The Datanalisis polling firm released the results of a survey yesterday indicating that 63.2% of Venezuelans would vote to recall Maduro from office if the referendum were to take place now. The poll also found that only 20.8% of Venezuelans support Maduro staying in power.
More results from the same poll:
- 94.6% qualify the country’s current situation as “negative”, while only 5.3% qualify it as “positive”.
- When asked about the issue of food stock in the country, 93.6% qualify the situation as “negative”, while only 5.4% quality it as “positive”.
Datanalisis also asked Venezuelans about their level of confidence in the country’s different institutions. The poll found:
- 59.9% have a negative opinion of the National Armed Forces, while 33.8% have a positive opinion.
- 58.4% have a positive opinion of the National Assembly, while 36.9% have a negative opinion.
- 66.4% have a negative opinion of the Consejo Nacional Electoral (CNE), while only 27.8% have a positive opinion.
- 62.4% believe that the Tribunal Supremo de Justicia (TSJ) is overstepping its abilities to limit the power of the National Assembly.
When asked about individual political leaders, the poll found the following:
- 74.2% have negative opinion of Maduro, while only 23.3% have a positive opinion. 76.9% say that they have little or no confidence in Maduro.
- 56% have a positive opinion of Miranda state governor and leading opposition figure Henrique Capriles, while 36.2% have a negative opinion.
- 60.3% have a positive opinion of National Assembly president Henry Ramos Allup, while 32.8% have a negative opinion.
On political parties, the poll found:
- 58.6% have a positive opinion of the Mesa de la Unidad Democratica (MUD), the country’s opposition bloc.
- 23.9% have a positive opinion of the Partido Socialista Unido de Venezuela (PSUV), the government party. 10.6% of respondents said that the PSUV is going a good job at running the country.
The poll sampled 1,000 people between May 18-25.
Cabello: We Will “Take to the Streets” if Necessary
PSUV Vice-President and National Assembly deputy Diosdado Cabello gave a speech today in which he said that “the people” would take to the streets if necessary to “defend the revolution”. Cabello said that the opposition is trying to get Maduro out of office so that a foreign power – presumably the United States – can “invade” Venezuela.
We are obligated – because the people trust the Bolivarian revolution – to stop the violent ones from assuming the vanguard (…) They [the opposition] hate this people (…) If we have to take to the streets to defend the revolution with our lives, we will do so gladly.
Cabello – whose full name is Diosado Cabello Rondon – also said:
They won’t be able to take on this people. The right wing will never again govern this country. They won’t govern even for one instant (…) let the right wing do whatever they want; Rondon has not yet joined the fight. When it’s Rondon’s turn to fight, we will meet on the streets. We will meet wherever you want.

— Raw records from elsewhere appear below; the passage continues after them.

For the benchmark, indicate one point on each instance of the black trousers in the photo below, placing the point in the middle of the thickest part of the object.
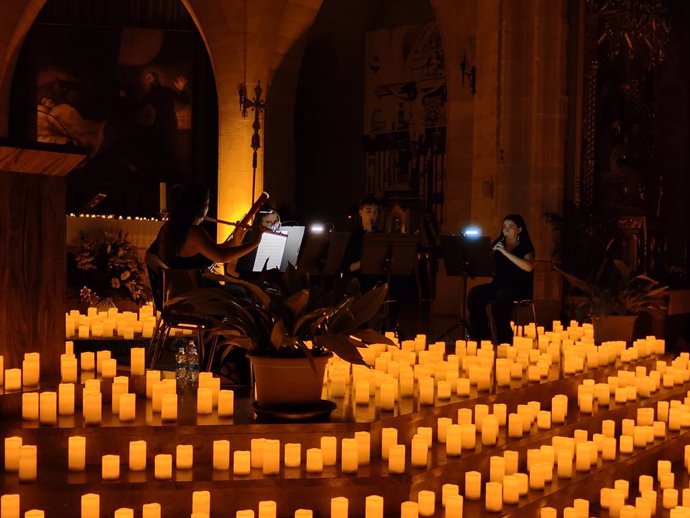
(501, 299)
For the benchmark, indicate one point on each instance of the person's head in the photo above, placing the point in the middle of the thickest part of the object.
(189, 204)
(369, 209)
(268, 218)
(151, 78)
(514, 228)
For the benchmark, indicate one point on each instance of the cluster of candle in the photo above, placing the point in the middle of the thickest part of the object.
(111, 322)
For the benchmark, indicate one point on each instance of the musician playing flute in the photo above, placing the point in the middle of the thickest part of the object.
(182, 244)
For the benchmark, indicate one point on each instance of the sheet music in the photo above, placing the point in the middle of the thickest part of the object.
(271, 248)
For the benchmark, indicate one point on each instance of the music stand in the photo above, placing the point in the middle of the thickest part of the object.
(465, 257)
(389, 254)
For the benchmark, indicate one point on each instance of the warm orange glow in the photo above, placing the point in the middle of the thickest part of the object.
(235, 168)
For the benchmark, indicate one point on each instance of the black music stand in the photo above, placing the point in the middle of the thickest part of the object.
(389, 254)
(465, 257)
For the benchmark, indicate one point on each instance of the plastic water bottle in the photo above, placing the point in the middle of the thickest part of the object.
(192, 363)
(181, 365)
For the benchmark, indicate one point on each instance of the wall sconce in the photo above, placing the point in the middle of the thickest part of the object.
(470, 72)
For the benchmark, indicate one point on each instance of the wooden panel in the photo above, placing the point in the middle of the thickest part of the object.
(37, 161)
(32, 268)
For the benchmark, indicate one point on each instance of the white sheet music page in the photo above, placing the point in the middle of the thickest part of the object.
(271, 247)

Cabello also said that the people who take to the streets in protest over the lack of food and general decay of the country are not actual protesters, but rather “mafias [and] criminal gangs” organized by the opposition to give the appearance of popular unrest.
Foreign Policy: Argentina Sold Opp. Out for Diplomatic Points
An article published on Foreign Policy yesterday suggests that Argentina is throwing its diplomatic weight behind the Maduro government at the Organization of American States (OAS) in return for diplomatic points at the United Nations.

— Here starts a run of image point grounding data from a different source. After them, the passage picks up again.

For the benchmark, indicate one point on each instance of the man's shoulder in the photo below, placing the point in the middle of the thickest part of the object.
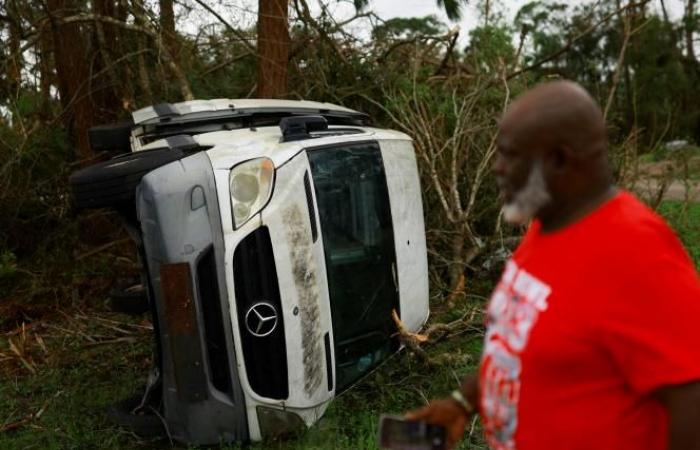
(630, 219)
(637, 232)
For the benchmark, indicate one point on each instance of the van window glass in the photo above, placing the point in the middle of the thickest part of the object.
(358, 239)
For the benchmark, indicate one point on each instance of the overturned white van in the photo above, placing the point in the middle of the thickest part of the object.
(276, 238)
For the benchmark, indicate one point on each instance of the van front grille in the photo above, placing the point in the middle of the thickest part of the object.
(260, 315)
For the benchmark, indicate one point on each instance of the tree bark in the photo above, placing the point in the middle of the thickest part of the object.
(73, 73)
(690, 29)
(273, 48)
(14, 63)
(167, 24)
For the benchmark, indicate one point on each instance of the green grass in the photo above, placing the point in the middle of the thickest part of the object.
(63, 403)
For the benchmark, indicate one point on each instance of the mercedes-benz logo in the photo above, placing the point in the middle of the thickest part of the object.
(261, 319)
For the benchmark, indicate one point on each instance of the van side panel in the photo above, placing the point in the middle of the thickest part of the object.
(409, 230)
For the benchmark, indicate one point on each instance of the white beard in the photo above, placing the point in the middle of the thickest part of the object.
(528, 200)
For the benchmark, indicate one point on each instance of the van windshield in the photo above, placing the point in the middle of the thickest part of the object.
(358, 239)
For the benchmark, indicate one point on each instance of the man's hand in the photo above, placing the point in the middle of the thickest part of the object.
(446, 413)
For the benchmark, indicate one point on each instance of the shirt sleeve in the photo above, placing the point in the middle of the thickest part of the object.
(651, 325)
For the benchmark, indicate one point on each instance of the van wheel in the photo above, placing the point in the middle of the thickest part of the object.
(113, 182)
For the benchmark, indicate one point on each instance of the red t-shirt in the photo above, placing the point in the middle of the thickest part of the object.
(585, 324)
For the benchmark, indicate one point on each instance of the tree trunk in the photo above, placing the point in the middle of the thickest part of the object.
(273, 48)
(14, 63)
(167, 24)
(690, 29)
(73, 73)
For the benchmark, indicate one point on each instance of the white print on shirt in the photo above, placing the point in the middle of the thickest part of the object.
(513, 310)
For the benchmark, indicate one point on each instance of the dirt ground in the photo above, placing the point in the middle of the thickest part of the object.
(664, 175)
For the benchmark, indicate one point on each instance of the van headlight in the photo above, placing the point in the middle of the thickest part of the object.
(250, 184)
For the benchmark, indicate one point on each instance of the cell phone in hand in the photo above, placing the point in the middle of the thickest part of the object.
(399, 433)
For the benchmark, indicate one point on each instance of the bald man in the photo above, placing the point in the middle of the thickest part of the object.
(593, 332)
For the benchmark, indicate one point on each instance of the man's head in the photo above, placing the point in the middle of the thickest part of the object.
(552, 153)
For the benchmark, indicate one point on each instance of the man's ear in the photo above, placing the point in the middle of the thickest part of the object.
(559, 159)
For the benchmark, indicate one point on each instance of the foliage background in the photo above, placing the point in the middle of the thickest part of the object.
(69, 64)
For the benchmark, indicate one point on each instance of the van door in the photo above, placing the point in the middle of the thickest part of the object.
(358, 239)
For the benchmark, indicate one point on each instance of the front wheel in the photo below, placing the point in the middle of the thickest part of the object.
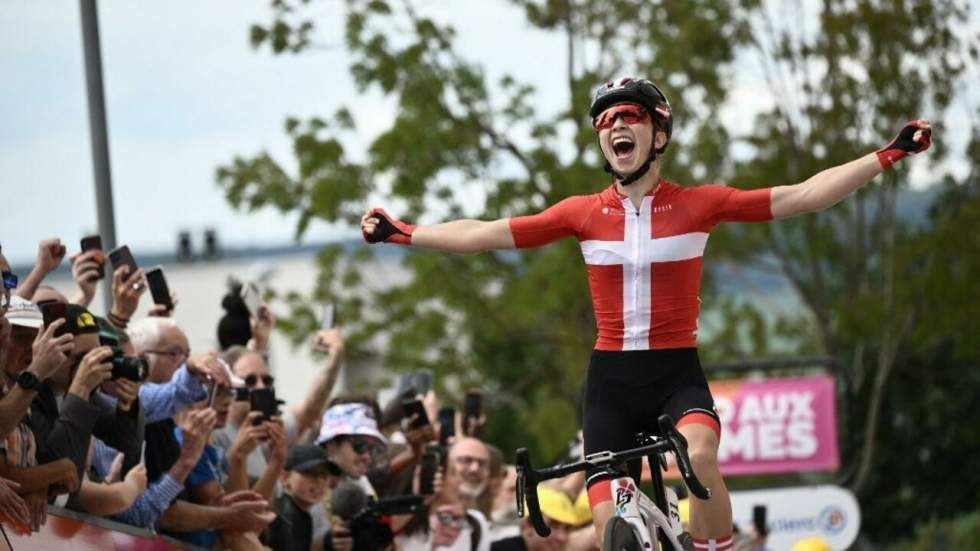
(620, 536)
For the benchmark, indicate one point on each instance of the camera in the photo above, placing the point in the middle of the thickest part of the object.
(132, 368)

The article points out that Argentina’s Foreign Affairs Minister, Susana Malcorra, is planning to run for the position of Secretary General of the United Nations. In order to be in the running, Malcorra needs one Security Council member to back her campaign: Venezuela. Foreign Policy believes that Argentina has made a “deal with the devil”: Argentina will oppose any move at the OAS to sanction Venezuela, and Venezuela will back Malcorra’s candidacy for Secretary General and the U.N.